En parallèle, nous nous devons mutuellement le respect et tout manque de respect doit être dénoncé par l’une ou l’autre des parties.
Je n’éprouve aucun complexe d’infériorité par rapport au quelconque français de métropole ; mais peut-être que c’est là que le bas blesse. Je vois souvent des maohi critiquer les français. Peut-être est-ce leur manière de masquer ce complexe qui les gène alors qu’il les met en conflit avec leur fierté (le mot fierté est ici très noble, et est un des atouts forts du polynésien). Chacun doit y réfléchir et y remédier.
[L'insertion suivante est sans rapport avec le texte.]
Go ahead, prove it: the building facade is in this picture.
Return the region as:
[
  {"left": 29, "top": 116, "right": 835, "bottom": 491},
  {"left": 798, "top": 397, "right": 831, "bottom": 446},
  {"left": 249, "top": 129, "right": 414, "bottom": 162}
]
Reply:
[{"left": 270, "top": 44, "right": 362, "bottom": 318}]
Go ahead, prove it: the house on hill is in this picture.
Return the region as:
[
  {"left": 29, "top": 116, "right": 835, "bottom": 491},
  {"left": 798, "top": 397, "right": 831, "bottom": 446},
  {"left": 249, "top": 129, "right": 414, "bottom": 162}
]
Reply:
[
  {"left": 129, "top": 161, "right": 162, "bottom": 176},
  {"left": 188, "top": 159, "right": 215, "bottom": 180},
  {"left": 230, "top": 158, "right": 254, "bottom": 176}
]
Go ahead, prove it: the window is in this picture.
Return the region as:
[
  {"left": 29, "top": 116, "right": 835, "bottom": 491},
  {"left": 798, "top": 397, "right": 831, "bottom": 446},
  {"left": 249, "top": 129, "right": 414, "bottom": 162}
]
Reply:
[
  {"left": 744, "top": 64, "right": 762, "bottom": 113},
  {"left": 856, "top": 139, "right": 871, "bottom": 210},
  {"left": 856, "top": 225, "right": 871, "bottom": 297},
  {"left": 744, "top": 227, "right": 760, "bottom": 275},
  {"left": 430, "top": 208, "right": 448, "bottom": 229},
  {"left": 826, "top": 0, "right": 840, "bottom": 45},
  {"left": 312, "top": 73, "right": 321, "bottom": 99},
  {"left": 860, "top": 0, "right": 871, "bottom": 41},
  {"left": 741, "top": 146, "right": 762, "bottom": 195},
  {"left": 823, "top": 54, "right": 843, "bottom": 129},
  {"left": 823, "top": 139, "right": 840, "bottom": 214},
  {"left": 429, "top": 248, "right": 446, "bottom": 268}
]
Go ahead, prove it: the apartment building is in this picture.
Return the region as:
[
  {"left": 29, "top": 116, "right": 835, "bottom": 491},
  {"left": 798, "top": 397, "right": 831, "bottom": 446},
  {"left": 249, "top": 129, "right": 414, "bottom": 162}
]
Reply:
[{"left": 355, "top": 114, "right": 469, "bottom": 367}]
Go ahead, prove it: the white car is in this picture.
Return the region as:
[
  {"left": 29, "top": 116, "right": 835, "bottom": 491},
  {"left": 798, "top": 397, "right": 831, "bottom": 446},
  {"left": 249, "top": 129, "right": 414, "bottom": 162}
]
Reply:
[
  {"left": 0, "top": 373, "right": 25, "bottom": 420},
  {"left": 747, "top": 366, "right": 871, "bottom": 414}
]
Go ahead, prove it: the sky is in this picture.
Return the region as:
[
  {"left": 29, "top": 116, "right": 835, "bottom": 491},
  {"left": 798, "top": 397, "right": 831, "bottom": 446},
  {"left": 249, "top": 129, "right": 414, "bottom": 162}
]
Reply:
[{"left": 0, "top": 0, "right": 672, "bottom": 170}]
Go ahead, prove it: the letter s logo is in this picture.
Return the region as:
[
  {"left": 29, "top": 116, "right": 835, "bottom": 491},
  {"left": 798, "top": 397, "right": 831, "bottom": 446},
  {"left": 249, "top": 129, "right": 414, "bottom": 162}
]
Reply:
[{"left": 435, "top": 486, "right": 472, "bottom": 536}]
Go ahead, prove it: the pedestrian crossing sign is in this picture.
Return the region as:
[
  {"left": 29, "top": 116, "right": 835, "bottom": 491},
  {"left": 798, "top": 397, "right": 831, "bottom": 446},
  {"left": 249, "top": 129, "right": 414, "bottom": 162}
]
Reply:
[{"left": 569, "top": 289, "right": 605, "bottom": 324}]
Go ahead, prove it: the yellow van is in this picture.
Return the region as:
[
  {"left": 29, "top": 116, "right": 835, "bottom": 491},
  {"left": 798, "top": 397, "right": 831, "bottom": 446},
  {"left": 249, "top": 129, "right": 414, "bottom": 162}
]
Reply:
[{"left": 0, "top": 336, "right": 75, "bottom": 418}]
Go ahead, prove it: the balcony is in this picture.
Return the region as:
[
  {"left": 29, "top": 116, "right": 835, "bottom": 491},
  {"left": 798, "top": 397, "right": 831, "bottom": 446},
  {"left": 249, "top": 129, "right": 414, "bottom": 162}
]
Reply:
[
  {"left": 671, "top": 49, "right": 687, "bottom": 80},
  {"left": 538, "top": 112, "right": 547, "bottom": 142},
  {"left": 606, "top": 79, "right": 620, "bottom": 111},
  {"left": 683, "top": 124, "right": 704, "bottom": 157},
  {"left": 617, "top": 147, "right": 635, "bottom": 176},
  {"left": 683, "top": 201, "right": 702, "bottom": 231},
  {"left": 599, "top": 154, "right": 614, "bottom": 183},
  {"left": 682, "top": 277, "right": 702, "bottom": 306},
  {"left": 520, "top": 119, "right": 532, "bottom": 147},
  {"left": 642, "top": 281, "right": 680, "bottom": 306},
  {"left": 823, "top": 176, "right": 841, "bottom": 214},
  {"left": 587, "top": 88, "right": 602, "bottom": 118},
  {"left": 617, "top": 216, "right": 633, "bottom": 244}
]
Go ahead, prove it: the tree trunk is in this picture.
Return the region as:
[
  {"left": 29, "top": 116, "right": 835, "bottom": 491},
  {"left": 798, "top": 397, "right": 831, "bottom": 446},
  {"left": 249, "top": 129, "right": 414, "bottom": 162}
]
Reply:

Comme je lisais plus haut, nous ne sommes pas plus bêtes qu’un autre, même popa’a et nous devons dépasser ce complexe.
En définitive je n’ai qu’un message : restons soudés entre nous, arrêtons de critiquer les uns et les autres sans preuves, et surtout, mettons nous au travail. La puissance du polynésien au travail est grande ; à force de courage et de labeur, nous arriverons à développer notre pays et en faire un exemple dans le Pacifique.